I didn’t have to speak with him; my commission from Rashid didn’t require me to know him at all, this man who’d committed such crimes against my brothers and sisters. But I inclined my head and said, “My name is Cassiel.”
“Nice to meet you,” he said, which was a patent lie. “Rick Harley. Weather. If you’re looking for a Djinn, I’m not working with any right at the moment.”
“I’m not looking for Djinn. I’m looking for you,” I said, without any particular emphasis or menace. His eyes were blue, faded a bit from their sapphire sparkle of youth. He drank too much alcohol, and it showed in the tremor of his hands and the state of his body. “Did you participate in any gambling involving the Djinn?”
He looked ghostly now, and grim. There were pale patches around his mouth and eyes, and a muscle jumped unsteadily in his jaw as he said, “Don’t know what you’re talking about. If that’s all—”
“I am speaking about the death of a Djinn,” I said. “And you know what I’m talking about, very well. It disturbs your sleep. It makes you drink too much, and cut yourself off from your family and friends to hide out here in the wilderness. You are guilty, and it eats at you.”
He said nothing to that. He stared at me as if I were the angel of death, come on this fine, sunny morning to reap his soul ... as I was. He seemed unusually composed, and resigned.

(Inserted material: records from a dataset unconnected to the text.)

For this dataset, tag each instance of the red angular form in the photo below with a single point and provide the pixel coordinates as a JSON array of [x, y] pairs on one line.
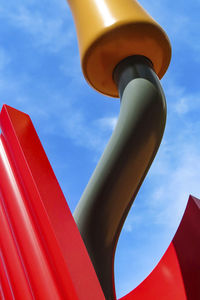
[[177, 275], [42, 253]]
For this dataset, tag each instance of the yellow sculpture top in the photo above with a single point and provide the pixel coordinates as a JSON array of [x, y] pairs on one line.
[[111, 30]]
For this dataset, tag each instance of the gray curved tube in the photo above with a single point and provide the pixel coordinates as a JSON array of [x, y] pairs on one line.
[[105, 203]]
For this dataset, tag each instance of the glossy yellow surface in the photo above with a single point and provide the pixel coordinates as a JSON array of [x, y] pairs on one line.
[[111, 30]]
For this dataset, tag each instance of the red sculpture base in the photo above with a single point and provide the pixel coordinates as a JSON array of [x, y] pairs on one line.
[[42, 254]]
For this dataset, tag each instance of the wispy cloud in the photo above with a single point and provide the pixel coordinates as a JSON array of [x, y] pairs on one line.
[[49, 32]]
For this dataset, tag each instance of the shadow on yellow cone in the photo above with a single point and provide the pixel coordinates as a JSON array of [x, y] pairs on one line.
[[111, 30]]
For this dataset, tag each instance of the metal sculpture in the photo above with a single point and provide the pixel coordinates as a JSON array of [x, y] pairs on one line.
[[43, 254]]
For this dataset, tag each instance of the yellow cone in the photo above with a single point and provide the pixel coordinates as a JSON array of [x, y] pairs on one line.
[[111, 30]]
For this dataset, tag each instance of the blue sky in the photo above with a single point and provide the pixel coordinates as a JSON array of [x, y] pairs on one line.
[[40, 74]]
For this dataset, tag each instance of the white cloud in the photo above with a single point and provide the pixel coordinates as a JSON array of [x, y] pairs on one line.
[[45, 30]]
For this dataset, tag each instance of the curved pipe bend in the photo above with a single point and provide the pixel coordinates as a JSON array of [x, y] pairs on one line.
[[102, 210]]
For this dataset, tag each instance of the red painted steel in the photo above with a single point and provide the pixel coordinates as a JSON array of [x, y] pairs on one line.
[[42, 253], [177, 275]]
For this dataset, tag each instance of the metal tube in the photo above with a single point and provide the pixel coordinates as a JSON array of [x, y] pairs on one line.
[[105, 203]]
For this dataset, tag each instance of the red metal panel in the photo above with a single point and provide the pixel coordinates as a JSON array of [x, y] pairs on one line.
[[177, 275], [42, 253]]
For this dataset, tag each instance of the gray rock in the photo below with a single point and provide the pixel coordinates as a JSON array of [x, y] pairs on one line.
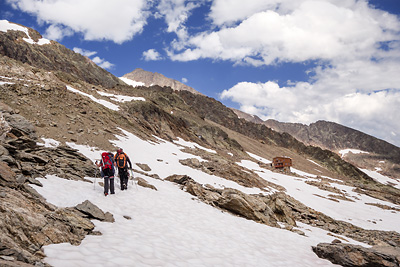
[[144, 167], [353, 255], [142, 182], [92, 210]]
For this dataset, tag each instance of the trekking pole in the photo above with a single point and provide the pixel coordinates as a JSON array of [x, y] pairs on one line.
[[95, 177], [133, 178]]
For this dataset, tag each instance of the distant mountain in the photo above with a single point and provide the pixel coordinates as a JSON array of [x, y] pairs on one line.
[[58, 110], [374, 154], [153, 78], [27, 46]]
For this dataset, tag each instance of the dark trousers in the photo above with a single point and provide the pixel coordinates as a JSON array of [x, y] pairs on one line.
[[123, 178], [108, 181]]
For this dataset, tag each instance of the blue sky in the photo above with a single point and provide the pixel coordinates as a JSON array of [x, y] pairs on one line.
[[294, 61]]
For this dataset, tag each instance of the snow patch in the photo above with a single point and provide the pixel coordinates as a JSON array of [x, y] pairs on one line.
[[261, 159], [48, 142], [7, 26], [100, 101], [349, 150], [121, 98], [381, 178], [131, 82], [193, 145]]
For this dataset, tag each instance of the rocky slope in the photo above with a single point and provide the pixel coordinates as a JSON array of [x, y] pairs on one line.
[[35, 102], [154, 78], [336, 137]]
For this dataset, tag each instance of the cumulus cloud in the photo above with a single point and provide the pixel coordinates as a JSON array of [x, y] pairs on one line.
[[99, 61], [151, 55], [117, 20], [175, 13], [57, 32], [84, 52], [102, 63]]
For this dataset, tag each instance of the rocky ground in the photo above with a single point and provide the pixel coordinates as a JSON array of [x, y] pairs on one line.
[[35, 103]]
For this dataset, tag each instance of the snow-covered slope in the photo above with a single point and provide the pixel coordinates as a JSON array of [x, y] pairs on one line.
[[170, 227]]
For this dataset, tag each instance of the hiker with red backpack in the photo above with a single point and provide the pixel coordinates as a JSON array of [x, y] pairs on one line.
[[121, 160], [107, 169]]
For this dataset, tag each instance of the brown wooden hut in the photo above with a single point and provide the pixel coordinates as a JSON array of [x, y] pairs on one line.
[[281, 162]]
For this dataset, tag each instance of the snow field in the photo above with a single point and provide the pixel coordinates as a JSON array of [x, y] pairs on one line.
[[170, 227]]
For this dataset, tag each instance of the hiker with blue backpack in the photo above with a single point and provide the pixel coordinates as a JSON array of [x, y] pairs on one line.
[[121, 161], [107, 171]]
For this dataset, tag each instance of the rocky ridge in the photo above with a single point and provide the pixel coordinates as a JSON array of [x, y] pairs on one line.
[[39, 105], [28, 222], [335, 137], [154, 78]]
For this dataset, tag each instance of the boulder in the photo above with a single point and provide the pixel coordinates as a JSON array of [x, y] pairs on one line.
[[92, 210], [144, 183], [7, 175], [353, 255]]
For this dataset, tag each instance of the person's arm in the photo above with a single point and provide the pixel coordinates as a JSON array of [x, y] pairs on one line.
[[129, 161]]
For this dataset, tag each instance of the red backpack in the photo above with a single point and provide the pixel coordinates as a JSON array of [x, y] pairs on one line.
[[106, 161]]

“Rick,” I said, “I’ve been sent to kill you. This isn’t my choice, although it’s justice; your death serves a greater purpose, and will save innocent lives. Your death is the price I have to pay to ensure the safety of those innocents.”

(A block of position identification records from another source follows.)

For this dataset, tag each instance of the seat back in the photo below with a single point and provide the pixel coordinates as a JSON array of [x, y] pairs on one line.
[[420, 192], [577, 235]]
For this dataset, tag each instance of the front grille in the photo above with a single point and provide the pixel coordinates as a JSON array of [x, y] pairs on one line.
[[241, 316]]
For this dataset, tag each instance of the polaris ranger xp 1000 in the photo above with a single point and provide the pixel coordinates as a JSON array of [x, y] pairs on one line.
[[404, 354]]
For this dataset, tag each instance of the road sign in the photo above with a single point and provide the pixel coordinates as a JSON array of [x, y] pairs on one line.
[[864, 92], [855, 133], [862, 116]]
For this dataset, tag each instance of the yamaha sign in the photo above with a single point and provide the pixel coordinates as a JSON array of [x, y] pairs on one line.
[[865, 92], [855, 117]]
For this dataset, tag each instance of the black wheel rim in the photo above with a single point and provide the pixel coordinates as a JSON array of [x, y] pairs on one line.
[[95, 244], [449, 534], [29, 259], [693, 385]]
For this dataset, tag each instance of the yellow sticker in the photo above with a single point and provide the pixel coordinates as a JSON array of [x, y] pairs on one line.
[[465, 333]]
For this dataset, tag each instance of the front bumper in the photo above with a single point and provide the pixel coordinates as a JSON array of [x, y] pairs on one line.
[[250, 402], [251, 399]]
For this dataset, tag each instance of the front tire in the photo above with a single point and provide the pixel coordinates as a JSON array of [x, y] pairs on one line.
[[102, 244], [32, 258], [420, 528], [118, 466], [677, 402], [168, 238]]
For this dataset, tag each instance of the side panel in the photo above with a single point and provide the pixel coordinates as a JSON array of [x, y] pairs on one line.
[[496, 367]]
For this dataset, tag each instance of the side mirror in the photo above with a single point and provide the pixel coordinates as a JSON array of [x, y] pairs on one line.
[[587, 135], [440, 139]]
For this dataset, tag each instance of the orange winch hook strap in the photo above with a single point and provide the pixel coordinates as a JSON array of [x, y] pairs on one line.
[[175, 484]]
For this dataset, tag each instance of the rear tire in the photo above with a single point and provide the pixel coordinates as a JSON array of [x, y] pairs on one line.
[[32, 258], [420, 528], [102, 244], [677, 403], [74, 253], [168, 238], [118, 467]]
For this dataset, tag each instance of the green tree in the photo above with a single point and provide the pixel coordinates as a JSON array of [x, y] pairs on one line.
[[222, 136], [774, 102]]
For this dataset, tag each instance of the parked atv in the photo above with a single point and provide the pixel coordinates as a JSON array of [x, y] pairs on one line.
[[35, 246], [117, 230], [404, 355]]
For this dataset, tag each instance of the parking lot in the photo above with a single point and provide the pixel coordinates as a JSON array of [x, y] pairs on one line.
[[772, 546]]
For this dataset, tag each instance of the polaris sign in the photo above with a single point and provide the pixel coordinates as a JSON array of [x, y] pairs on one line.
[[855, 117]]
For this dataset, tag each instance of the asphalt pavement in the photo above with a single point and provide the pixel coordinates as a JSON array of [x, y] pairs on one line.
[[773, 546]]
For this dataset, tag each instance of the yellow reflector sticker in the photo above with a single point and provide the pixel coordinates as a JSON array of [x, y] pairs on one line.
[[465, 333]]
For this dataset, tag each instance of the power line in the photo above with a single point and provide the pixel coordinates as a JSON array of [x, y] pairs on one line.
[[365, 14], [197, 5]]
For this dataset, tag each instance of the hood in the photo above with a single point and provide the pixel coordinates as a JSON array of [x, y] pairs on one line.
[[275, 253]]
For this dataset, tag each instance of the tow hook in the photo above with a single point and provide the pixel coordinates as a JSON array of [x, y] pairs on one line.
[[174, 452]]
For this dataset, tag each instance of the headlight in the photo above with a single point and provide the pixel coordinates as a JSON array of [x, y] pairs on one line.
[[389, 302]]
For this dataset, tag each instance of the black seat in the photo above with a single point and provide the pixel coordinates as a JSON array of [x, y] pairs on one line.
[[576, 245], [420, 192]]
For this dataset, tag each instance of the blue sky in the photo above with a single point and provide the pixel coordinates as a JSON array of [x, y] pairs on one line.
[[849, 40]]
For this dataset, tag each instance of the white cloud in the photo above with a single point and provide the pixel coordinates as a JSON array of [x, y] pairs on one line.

“Why are you telling me this?” he asked, and there was a grim, wry twist to his mouth at the end. “Do you think it makes me feel any fucking better? You think I’ll be happy to put my neck on the chopping block because all of a sudden I’m dying for a good cause?”
“You might be,” I said. “Your death isn’t in vain. Your death is honorable, the way a Warden’s should be. Your death redeems your life, and the mistakes you’ve made.”
“Fuck you,” he said, and stood up in an unsteady scramble. He was already drunk, I realized, even so early in the morning. His ears were flushed bright red, but his eyes were steady and focused, and frightened. “I knew one of you would come for me. I knew it would happen someday. Well, fuck you. I know I can’t win, but I’m not giving up. Maybe you can kill me, maybe you can’t, but I’m damn sure going to give you one hell of a ...”
He didn’t have a chance to finish. His head exploded in a cloud of red mist, and it took me a shocked second to realize that someone had shot him, from a distance. Someone had put a high-caliber bullet through his head, blowing it apart like a ripe melon. Warm spray spattered my face and dotted my white leathers, and a second later I heard the rolling crack of the rifle shot.
I didn’t think, only reacted, throwing myself down and to the side, rolling even as Rick Harley’s body toppled dead to the ground. Another shot snapped into the dirt where I had been, and a third followed but missed by inches. I made it to the cover of the tent’s bulk and paused, breathing hard as the facts began to hurtle through my brain at light speed.
One, I had been sent here by Rashid to kill a man.
Two, I wasn’t the only one.
Three, and most important, I had never been expected to carry through on my task.
This was a trap, set not for Harley but for me.
Rashid was no longer my ally. He was my adversary, and he’d sold me out to my enemies.
That was confirmed as a very human voice called from the trees, near where the rifle shot had originated, “Come out, Cassiel. We’ll let you live if you surrender peacefully.”